Anyhoo, what does PLMS have to do with RLS?
That’s either the Archille’s heel of this study or the genesis of a new indication for Requip and a whole new marketing campaign. I envision late-night DTC ads showing scantily-clad babes like that pictured above kicking in their sleep.
NOTE: The photo above is taken from the ABC News Web site version of the story.
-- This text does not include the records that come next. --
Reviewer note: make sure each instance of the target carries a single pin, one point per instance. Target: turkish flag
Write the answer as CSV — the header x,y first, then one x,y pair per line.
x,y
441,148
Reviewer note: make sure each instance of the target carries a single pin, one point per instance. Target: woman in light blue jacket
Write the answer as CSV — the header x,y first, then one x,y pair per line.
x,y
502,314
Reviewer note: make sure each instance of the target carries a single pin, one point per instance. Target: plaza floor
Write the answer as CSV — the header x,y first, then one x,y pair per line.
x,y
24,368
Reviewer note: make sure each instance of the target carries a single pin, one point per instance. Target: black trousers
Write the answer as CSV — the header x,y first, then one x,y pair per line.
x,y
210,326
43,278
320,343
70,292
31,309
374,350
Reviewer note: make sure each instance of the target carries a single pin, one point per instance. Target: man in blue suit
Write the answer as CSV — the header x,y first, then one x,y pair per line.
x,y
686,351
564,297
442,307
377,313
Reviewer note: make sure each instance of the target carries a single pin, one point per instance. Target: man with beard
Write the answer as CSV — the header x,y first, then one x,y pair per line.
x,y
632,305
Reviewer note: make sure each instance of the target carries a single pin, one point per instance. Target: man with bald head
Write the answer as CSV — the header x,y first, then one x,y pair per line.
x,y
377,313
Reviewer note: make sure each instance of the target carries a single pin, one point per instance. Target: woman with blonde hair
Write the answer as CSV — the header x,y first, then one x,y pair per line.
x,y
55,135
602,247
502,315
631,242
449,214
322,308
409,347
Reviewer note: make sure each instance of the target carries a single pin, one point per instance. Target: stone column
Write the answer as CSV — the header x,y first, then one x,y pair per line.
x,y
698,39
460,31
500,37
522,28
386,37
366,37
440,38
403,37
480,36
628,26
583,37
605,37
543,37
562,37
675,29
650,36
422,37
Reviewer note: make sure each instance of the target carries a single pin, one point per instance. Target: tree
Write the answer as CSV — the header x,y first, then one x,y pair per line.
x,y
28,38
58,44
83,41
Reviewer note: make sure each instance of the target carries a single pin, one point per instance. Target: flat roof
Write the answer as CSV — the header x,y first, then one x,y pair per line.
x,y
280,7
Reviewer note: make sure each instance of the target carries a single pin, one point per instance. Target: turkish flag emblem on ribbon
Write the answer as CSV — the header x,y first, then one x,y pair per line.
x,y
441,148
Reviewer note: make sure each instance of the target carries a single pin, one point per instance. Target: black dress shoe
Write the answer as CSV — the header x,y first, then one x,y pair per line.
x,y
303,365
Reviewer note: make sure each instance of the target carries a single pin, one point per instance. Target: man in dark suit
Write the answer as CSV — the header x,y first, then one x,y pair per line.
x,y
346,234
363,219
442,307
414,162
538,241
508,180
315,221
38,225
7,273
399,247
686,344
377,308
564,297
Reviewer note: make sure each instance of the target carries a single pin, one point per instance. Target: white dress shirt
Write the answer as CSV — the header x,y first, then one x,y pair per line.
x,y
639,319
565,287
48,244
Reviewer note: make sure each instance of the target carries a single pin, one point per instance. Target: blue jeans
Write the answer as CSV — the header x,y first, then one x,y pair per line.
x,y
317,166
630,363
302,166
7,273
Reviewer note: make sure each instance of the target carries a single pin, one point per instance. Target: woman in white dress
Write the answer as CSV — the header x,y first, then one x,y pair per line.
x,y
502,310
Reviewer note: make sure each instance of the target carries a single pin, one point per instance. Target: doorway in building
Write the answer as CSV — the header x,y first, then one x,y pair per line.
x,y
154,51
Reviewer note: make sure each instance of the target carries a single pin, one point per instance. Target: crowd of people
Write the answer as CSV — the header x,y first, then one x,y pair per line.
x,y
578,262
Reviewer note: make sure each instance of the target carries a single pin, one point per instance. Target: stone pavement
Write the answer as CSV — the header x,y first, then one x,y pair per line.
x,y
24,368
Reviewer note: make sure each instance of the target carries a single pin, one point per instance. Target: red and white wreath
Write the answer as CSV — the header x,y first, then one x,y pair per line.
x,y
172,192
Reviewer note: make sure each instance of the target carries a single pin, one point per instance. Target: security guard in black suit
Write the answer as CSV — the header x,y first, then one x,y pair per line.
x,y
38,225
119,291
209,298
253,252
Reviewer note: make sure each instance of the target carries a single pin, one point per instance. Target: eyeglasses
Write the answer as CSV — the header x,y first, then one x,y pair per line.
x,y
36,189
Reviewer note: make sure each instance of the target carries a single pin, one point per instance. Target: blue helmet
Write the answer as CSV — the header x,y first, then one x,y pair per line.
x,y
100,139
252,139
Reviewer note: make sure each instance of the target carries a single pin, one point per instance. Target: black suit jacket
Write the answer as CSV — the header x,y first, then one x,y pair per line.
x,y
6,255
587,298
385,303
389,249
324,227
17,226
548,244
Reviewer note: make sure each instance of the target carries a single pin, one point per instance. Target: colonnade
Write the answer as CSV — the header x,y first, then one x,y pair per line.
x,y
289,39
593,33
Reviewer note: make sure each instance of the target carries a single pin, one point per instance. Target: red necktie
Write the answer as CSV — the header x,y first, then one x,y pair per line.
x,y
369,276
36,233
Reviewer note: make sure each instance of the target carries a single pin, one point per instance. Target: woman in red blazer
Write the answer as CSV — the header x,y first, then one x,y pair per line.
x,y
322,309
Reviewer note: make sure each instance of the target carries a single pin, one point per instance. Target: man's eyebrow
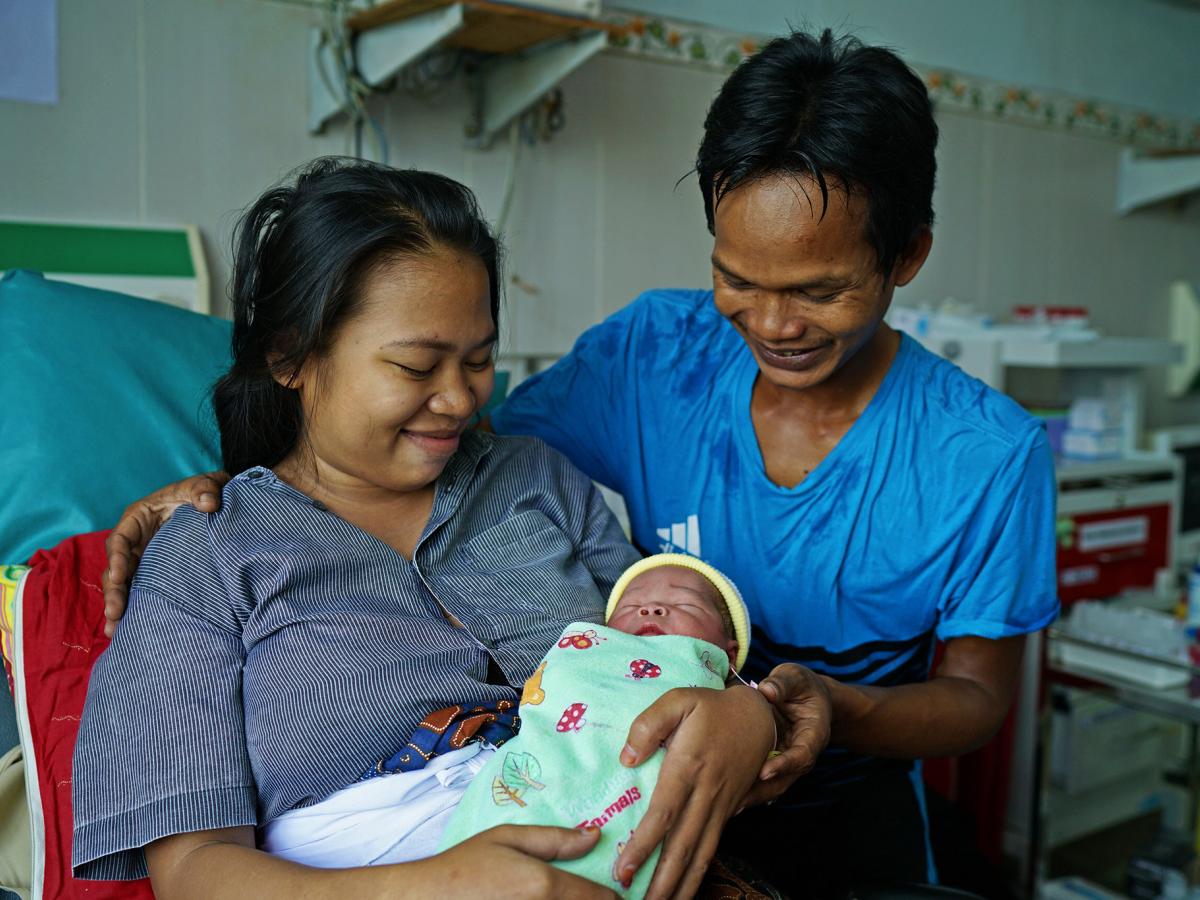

In the broadcast — aired during family hours — a decidedly less attractive woman in jammies and unsexy white socks(!) was used to illustrate what they dubbed “sleep-kicking.”
A supposed physician (“docpiner”) commenting on the ABC piece had this to say:
“This disease [RLS] has nothing to do sleep kicking. Kicking in sleep is NOT restless leg syndrome. Feeling an uncomfortable sensation in the legs and needing to consciously move the legs to get relief is what this [is] about. This howevere (sic) does not get you your snappy title. You do a disservice to your readers with this type of shoddy reporting.”
Indeed, even physicians on GSK’s and BI’s payroll admit the same:
“It is not a gene per se for RLS, but rather for leg movements seen in individuals and families with RLS,” said Dr. John Winkelman, medical director of the Sleep Health Center at Brigham and Women’s Hospital. “Whether the same gene is associated with periodic leg movements in [other] contexts, we have no information from this study.”
[According to ABC News, Dr. Winkelman “has reported receiving financial support for research, as well as consulting and lecture fees, from Boehringer Ingelheim and GlaxoSmithKline.”]
The RLS Foundation, however, has no qualms about playing up the connection between RLS and PLMS:
“PLMS are present in about 90% of people with RLS and are considered a typical expression of RLS.”
The Foundation doesn’t cite its source for this tidbit of information.
It’s interesting that the gene associated with PLMS is found in 65% of all Icelanders and maybe as many Americans.
Whoa boy! Imagine Requip having an new indication for PLMS! Is that a marketer’s wet dream or what?!
New Requip Ads Coming Soon?
But new indication or not, I envision new Requip TV ads showing more twitching in sleep than twitching during dinner at a restaurant. GSK already has the YouTube video prototype out there (see “GSK’s YouTube Disease Awareness Sponsorship“). Will FDA allow this in branded advertising? Inquiring minds want to know.
Meanwhile, this study sets the stage for the greatest off-label promotion scandal to come. I am sure GSK and BI sales reps and/or Medical Science Liaisons will be out there talking this up to physicians who undoubtedly will be led to equate PLMS with RLS.
Another commenter to the ABC News story shows how easy it will be to confuse RLS with PLM:
I too agree with docpiner it is not sleep kicking. I have had RLS since my last child was born (19 years ago) and it is very annoying. I hated to see evening come. As soon as I would sit or lie down for the evening my legs would start. I finally found Requip about 3 years ago and has provided me with relief so that I could get to sleep. It wears off for me around 6am. My legs get me awake then I have to get up. My legs ache (from the knees down) and also wonder if other RLS sufferers have the same problem.